Early socioeconomic adversity, such as poverty, low education and disadvantaged community, has both direct and indirect long-term effects on young adults’ cardio-metabolic disease risk, according to researchers within the University of Georgia College of Family and Consumer Sciences.
K.A.S. Wickrama, the Athletic Association Endowed Professor in human development and family science, and his research team explored a “resource focused model” examining the positive psychosocial resources-self-esteem, personality and educational attainment-linking adolescents’ early life experiences to young adults’ health outcomes as measured by nine bio-markers including blood pressure, blood glucose level and body mass index.
The research showed that in addition to early adversity’s direct impact on cardio-metabolic health, it also negatively influenced the development of these psychosocial resources, which, in turn, proved detrimental to disease risk, including diseases such as diabetes, heart disease or stroke.

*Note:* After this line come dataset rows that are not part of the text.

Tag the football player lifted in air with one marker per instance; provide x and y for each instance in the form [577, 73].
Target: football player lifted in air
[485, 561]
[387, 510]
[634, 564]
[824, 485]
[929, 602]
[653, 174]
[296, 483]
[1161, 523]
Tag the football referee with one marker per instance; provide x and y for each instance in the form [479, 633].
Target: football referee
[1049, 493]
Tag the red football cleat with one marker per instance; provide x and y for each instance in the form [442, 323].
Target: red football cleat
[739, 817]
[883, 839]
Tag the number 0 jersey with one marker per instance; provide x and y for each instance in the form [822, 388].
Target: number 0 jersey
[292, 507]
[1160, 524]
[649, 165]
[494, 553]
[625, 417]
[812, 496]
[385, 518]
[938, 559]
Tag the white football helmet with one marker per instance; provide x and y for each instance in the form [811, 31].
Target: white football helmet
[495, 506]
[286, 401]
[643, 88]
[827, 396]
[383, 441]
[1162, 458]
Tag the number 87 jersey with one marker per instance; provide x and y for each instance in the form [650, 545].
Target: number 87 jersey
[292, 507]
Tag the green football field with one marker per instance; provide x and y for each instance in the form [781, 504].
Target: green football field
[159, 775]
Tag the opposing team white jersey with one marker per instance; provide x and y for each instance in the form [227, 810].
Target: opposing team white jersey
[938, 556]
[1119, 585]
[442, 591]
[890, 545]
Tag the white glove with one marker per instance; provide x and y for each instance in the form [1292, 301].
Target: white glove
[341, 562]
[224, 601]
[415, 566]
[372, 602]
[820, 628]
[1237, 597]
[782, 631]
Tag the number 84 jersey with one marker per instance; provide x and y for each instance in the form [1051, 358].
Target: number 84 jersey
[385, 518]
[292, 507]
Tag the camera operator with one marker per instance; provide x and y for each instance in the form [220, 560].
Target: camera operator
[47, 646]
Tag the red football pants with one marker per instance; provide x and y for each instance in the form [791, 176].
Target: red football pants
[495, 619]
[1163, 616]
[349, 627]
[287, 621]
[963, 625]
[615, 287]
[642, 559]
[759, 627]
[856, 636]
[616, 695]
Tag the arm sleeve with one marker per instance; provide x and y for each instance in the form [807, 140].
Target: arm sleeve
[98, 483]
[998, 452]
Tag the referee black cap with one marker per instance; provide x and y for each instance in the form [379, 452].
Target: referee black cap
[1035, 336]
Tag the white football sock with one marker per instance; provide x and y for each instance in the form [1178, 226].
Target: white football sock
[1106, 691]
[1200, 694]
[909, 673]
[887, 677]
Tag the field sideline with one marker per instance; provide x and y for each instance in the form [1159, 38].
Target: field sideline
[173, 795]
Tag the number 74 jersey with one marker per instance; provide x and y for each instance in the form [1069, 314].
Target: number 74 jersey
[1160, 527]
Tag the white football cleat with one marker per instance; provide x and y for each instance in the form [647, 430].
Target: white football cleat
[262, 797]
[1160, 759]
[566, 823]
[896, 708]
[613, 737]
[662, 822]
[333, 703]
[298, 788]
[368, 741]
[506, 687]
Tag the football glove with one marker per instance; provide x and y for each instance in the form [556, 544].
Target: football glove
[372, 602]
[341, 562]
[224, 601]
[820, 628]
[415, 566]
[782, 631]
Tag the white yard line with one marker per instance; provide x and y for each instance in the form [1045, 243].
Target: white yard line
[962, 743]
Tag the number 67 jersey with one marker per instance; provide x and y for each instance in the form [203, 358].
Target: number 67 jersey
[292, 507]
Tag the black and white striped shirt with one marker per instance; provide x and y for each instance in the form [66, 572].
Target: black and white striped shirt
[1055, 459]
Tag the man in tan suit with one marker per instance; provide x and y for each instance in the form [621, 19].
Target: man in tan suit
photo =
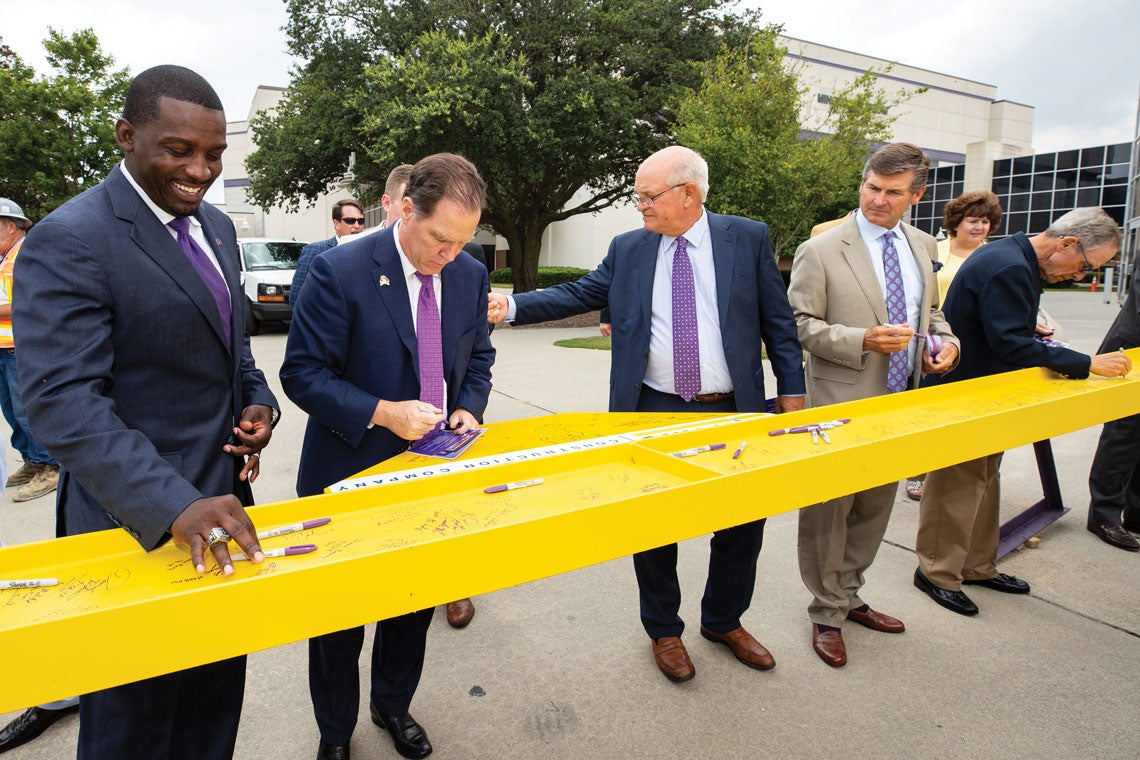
[864, 299]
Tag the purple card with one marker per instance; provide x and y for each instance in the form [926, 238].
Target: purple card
[446, 444]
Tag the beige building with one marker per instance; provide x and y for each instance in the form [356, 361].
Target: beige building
[954, 120]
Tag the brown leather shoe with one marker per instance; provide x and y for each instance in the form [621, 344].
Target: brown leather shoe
[672, 659]
[829, 645]
[876, 621]
[459, 613]
[743, 647]
[1115, 536]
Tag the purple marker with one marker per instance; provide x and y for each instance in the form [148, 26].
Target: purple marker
[287, 552]
[511, 487]
[294, 528]
[710, 447]
[935, 344]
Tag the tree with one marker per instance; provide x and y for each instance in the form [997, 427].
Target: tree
[57, 131]
[746, 121]
[555, 101]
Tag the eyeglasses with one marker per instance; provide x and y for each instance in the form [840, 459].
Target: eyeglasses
[648, 202]
[1088, 264]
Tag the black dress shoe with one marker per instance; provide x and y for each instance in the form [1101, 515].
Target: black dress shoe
[1003, 583]
[407, 735]
[1115, 536]
[953, 601]
[327, 751]
[29, 725]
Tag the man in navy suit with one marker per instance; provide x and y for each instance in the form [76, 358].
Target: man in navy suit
[348, 219]
[353, 364]
[735, 291]
[992, 307]
[138, 377]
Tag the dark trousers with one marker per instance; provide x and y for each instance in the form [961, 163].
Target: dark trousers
[732, 562]
[334, 672]
[189, 714]
[1114, 479]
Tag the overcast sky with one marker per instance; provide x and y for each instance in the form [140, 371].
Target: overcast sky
[1076, 63]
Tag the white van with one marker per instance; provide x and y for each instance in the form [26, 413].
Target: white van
[267, 271]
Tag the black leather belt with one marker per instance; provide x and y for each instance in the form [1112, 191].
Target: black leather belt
[713, 398]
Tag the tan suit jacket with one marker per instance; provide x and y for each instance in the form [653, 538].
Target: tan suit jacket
[837, 296]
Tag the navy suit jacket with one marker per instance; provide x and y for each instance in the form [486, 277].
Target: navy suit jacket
[304, 262]
[751, 301]
[352, 343]
[125, 372]
[992, 308]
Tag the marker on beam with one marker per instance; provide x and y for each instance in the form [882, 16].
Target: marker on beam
[690, 452]
[287, 552]
[511, 487]
[294, 528]
[33, 582]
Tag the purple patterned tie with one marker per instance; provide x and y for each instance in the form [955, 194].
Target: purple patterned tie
[896, 310]
[686, 356]
[204, 267]
[430, 344]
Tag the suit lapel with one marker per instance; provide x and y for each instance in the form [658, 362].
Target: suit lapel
[724, 256]
[156, 242]
[392, 288]
[858, 259]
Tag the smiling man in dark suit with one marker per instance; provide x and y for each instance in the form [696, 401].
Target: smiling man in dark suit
[364, 361]
[691, 299]
[138, 377]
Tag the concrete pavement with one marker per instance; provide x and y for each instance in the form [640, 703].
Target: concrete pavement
[561, 668]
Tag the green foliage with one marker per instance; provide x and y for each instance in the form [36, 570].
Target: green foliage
[57, 135]
[555, 101]
[746, 122]
[546, 276]
[596, 342]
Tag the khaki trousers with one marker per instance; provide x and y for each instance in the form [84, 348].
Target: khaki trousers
[838, 540]
[958, 523]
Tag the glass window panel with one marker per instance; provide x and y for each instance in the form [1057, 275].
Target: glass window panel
[1044, 162]
[1114, 195]
[1019, 202]
[1088, 197]
[1116, 172]
[1118, 153]
[1092, 156]
[1089, 178]
[1039, 222]
[1043, 181]
[1067, 160]
[1018, 222]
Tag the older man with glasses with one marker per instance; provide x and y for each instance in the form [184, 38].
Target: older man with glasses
[992, 307]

The study included data from more than 12,000 young adults currently aged 25-34 who participated in the National Longitudinal Study of Adolescent to Adult Health over a 13-year period. Wickrama has published extensively from this data set.
“Youth in a poor family or poor community likely feel less valuable, have lower self-worth and lower self-esteem than youth in families with more socioeconomic capital,” Wickrama said. “Also, early socioeconomic adversity manifests itself directly in the form of impaired cognitive development and educational attainment.”
This connection between psychosocial resources and disease risk is likely due to multiple factors, researchers said, including neurological pathways and poor health behaviors.
Researchers also found gender differences relative to the association between psychosocial resources and cardio-metabolic risk.
The association was statistically significant for women but not for men, they noted. For men, researchers said, early adversity impairs development of psychosocial resources, but those impaired resources do not seem to lead to cardio-metabolic risk for young adults as it does for women.
The paper, “Early socioeconomic adversity, youth positive development and young adults’ cardio-metabolic disease risk,” appeared in the March issue of Health Psychology and is one of three recent papers on the subject produced by Wickrama’s research team.
Co-authors include Catherine Walker O’Neal, a postdoctoral research associate, and Tae Kyoung Lee, a doctoral candidate, both in the human development and family science department within the college.
Another paper, “Stressful life experiences in adolescence and cardio-metabolic risk factors in young adulthood,” was published online in February by the Journal of Adolescent Health.
Using a stress-focused model, the paper links early adversity to poor physical health outcomes based on stressful events that can lead to a rush into adulthood, such as teenage pregnancy or dropping out of high school.
“There is a physical effect on your body from being in these stressful environments,” O’Neal said. “This is a long-term effect that you really can’t easily overcome.”
Researchers refer to this phenomenon as a person’s allostatic load, or weathering.
“Think of a rock continually exposed to the elements day after day,” O’Neal said. “It gets weathered and worn down, and you can’t restore the rock to its original state. In the same way, recovering from the physical effects of these stressors is incredibly difficult.”
A third paper, “Stress and resource pathways connecting early socioeconomic adversity to young adults’ physical health risk,” was published in the Journal of Youth Adolescence late last year.
This paper shows that both the resource and stress pathways connecting early socioeconomic adversity to cardio-metabolic health operate independently.
Researchers suggested through these studies that vulnerable groups of children can be identified early for prevention and intervention efforts.
“I think our findings definitely could be very applicable to intervention and prevention work,” O’Neal said. “I think we show multiple intervening points and areas where you could step in and stop the cycle.”